Interpretable Electrophysiological Features of Resting-State EEG Capture Cortical Network Dynamics in Parkinsons Disease
TLDR
This paper uses interpretable EEG features to discriminate Parkinson's disease states and medication effects, supporting non-invasive biomarker development.
Key contributions
- Developed comprehensive EEG features (Standard & Dynamical) for Parkinson's disease state analysis.
- Used a multi-head attention transformer to classify PD medication states and disease presence.
- Standard features best discriminated medication states; Dynamical features distinguished PD from controls.

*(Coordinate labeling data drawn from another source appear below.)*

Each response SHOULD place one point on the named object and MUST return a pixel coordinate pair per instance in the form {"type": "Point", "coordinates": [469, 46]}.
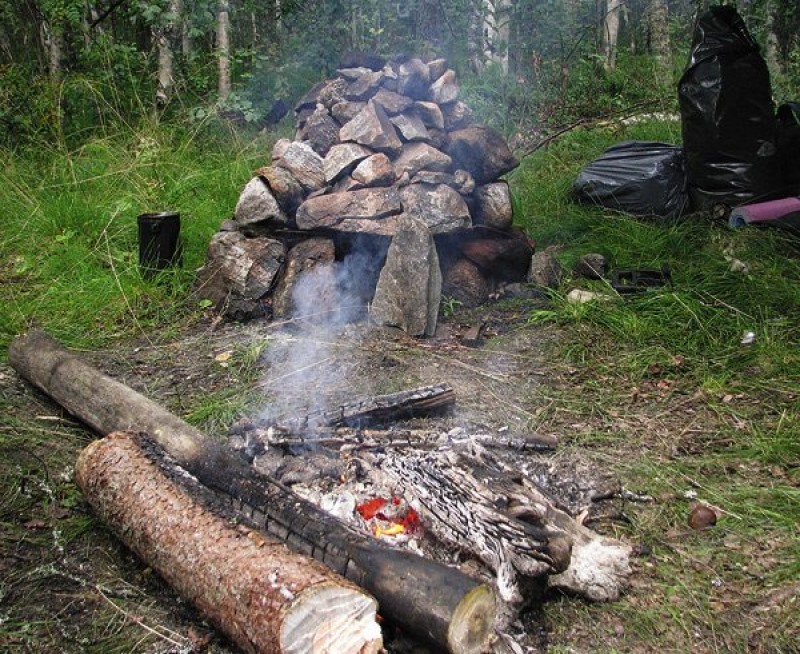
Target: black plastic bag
{"type": "Point", "coordinates": [643, 178]}
{"type": "Point", "coordinates": [727, 113]}
{"type": "Point", "coordinates": [789, 145]}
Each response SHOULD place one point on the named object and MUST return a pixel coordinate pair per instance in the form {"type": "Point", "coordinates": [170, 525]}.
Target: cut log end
{"type": "Point", "coordinates": [472, 622]}
{"type": "Point", "coordinates": [335, 620]}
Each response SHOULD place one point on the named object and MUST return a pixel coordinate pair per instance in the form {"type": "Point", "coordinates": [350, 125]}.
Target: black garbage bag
{"type": "Point", "coordinates": [789, 145]}
{"type": "Point", "coordinates": [728, 116]}
{"type": "Point", "coordinates": [643, 178]}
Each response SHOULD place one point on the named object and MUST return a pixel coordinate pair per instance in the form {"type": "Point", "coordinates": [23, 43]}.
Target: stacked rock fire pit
{"type": "Point", "coordinates": [388, 198]}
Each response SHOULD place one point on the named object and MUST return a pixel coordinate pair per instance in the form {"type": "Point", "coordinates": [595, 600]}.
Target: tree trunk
{"type": "Point", "coordinates": [611, 33]}
{"type": "Point", "coordinates": [264, 597]}
{"type": "Point", "coordinates": [658, 19]}
{"type": "Point", "coordinates": [224, 51]}
{"type": "Point", "coordinates": [430, 600]}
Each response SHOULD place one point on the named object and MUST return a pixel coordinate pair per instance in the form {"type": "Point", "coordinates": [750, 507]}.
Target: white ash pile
{"type": "Point", "coordinates": [389, 197]}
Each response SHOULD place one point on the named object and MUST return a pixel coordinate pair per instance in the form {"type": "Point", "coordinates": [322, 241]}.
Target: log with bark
{"type": "Point", "coordinates": [430, 600]}
{"type": "Point", "coordinates": [267, 599]}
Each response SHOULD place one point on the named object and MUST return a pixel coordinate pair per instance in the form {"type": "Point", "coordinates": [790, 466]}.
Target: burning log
{"type": "Point", "coordinates": [264, 597]}
{"type": "Point", "coordinates": [430, 600]}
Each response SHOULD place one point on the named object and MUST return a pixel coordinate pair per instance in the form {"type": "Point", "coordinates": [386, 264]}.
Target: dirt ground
{"type": "Point", "coordinates": [69, 586]}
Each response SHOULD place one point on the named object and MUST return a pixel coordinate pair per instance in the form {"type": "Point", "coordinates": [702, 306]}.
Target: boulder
{"type": "Point", "coordinates": [291, 292]}
{"type": "Point", "coordinates": [410, 127]}
{"type": "Point", "coordinates": [304, 164]}
{"type": "Point", "coordinates": [239, 272]}
{"type": "Point", "coordinates": [391, 102]}
{"type": "Point", "coordinates": [413, 79]}
{"type": "Point", "coordinates": [409, 288]}
{"type": "Point", "coordinates": [371, 128]}
{"type": "Point", "coordinates": [257, 204]}
{"type": "Point", "coordinates": [327, 211]}
{"type": "Point", "coordinates": [492, 206]}
{"type": "Point", "coordinates": [482, 152]}
{"type": "Point", "coordinates": [421, 156]}
{"type": "Point", "coordinates": [445, 89]}
{"type": "Point", "coordinates": [464, 282]}
{"type": "Point", "coordinates": [321, 131]}
{"type": "Point", "coordinates": [342, 158]}
{"type": "Point", "coordinates": [441, 208]}
{"type": "Point", "coordinates": [376, 170]}
{"type": "Point", "coordinates": [284, 187]}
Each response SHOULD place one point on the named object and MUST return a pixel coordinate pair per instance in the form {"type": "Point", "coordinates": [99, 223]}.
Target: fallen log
{"type": "Point", "coordinates": [267, 599]}
{"type": "Point", "coordinates": [429, 600]}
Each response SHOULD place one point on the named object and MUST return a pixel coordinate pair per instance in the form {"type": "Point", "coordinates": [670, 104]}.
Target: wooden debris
{"type": "Point", "coordinates": [266, 598]}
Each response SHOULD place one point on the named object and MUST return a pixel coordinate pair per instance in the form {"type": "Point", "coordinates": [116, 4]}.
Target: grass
{"type": "Point", "coordinates": [661, 390]}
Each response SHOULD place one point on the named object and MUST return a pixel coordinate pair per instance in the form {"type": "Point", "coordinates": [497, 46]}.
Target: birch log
{"type": "Point", "coordinates": [266, 598]}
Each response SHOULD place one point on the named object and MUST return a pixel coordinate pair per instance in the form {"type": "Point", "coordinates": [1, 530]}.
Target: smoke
{"type": "Point", "coordinates": [309, 363]}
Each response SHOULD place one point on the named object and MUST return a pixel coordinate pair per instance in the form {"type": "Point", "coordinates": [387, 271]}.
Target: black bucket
{"type": "Point", "coordinates": [159, 241]}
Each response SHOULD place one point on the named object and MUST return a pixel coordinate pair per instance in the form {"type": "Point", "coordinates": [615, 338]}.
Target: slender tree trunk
{"type": "Point", "coordinates": [658, 19]}
{"type": "Point", "coordinates": [611, 33]}
{"type": "Point", "coordinates": [224, 50]}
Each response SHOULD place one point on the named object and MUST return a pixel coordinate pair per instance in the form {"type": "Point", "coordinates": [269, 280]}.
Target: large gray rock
{"type": "Point", "coordinates": [482, 152]}
{"type": "Point", "coordinates": [413, 79]}
{"type": "Point", "coordinates": [345, 111]}
{"type": "Point", "coordinates": [376, 170]}
{"type": "Point", "coordinates": [321, 131]}
{"type": "Point", "coordinates": [421, 156]}
{"type": "Point", "coordinates": [239, 273]}
{"type": "Point", "coordinates": [342, 158]}
{"type": "Point", "coordinates": [430, 114]}
{"type": "Point", "coordinates": [328, 211]}
{"type": "Point", "coordinates": [284, 187]}
{"type": "Point", "coordinates": [363, 83]}
{"type": "Point", "coordinates": [372, 128]}
{"type": "Point", "coordinates": [304, 164]}
{"type": "Point", "coordinates": [257, 204]}
{"type": "Point", "coordinates": [291, 292]}
{"type": "Point", "coordinates": [445, 89]}
{"type": "Point", "coordinates": [441, 208]}
{"type": "Point", "coordinates": [410, 127]}
{"type": "Point", "coordinates": [392, 103]}
{"type": "Point", "coordinates": [492, 205]}
{"type": "Point", "coordinates": [409, 288]}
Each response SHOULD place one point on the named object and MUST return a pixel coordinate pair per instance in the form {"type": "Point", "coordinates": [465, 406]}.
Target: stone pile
{"type": "Point", "coordinates": [388, 197]}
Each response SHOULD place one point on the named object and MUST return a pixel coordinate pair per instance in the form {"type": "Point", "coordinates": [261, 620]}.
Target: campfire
{"type": "Point", "coordinates": [389, 197]}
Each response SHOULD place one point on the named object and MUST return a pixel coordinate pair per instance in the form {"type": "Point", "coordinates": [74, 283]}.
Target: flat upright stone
{"type": "Point", "coordinates": [457, 115]}
{"type": "Point", "coordinates": [413, 79]}
{"type": "Point", "coordinates": [284, 187]}
{"type": "Point", "coordinates": [392, 103]}
{"type": "Point", "coordinates": [327, 93]}
{"type": "Point", "coordinates": [239, 272]}
{"type": "Point", "coordinates": [342, 158]}
{"type": "Point", "coordinates": [321, 131]}
{"type": "Point", "coordinates": [430, 114]}
{"type": "Point", "coordinates": [372, 128]}
{"type": "Point", "coordinates": [410, 127]}
{"type": "Point", "coordinates": [313, 257]}
{"type": "Point", "coordinates": [304, 164]}
{"type": "Point", "coordinates": [257, 205]}
{"type": "Point", "coordinates": [409, 288]}
{"type": "Point", "coordinates": [437, 68]}
{"type": "Point", "coordinates": [344, 111]}
{"type": "Point", "coordinates": [493, 206]}
{"type": "Point", "coordinates": [363, 84]}
{"type": "Point", "coordinates": [376, 170]}
{"type": "Point", "coordinates": [482, 152]}
{"type": "Point", "coordinates": [421, 156]}
{"type": "Point", "coordinates": [328, 211]}
{"type": "Point", "coordinates": [445, 89]}
{"type": "Point", "coordinates": [441, 208]}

- Identified specific EEG changes: reduced delta power, increased theta sync, altered neuronal avalanches.
Why it matters
This paper offers a promising framework for developing non-invasive EEG biomarkers for Parkinson's disease. It demonstrates how distinct sets of interpretable EEG features capture complementary aspects of PD, from medication effects to broader disease-related cortical changes. This multivariate approach is crucial for advancing PD diagnosis and monitoring.
Original Abstract
Parkinsons disease (PD) alters cortical neural dynamics, yet reliable non-invasive electrophysiological biomarkers remain elusive. This study examined whether interpretable EEG features capturing complementary aspects of neural dynamics can discriminate Parkinsonian neural states. A comprehensive set of interpretable features was extracted and grouped into Standard descriptors (spectral power, phase synchronization, time-domain statistics) and Dynamical descriptors (aperiodic activity, cross-frequency coupling, scale-free dynamics, neuronal avalanche statistics, and instantaneous frequency measures). A multi-head attention transformer classifier was trained using strict LOSO validation. Group-level comparisons were performed to identify electrophysiological differences associated with disease and medication state. Standard feature sets achieved strongest performance in discriminating medication states (PDoff vs PDon), whereas Dynamical performed competitively in contrasts between PD patients and healthy controls. Random feature ablation analyses indicated that Dynamical descriptors provide complementary information distributed across features while correlation analysis revealed low redundancy within both feature sets. Group-level comparisons revealed medication-sensitive reductions in delta power and voltage variance, modulation of neuronal avalanche statistics, persistent increases in theta phase synchronization in PD patients, and disease-related alterations in cross-frequency interactions. Traditional spectral and synchronization features primarily reflect medication-related neural modulation, whereas dynamical descriptors reveal broader alterations in cortical network organization associated with disease but also with medication. These findings support multivariate EEG representations as a promising framework for developing non-invasive biomarkers of PD.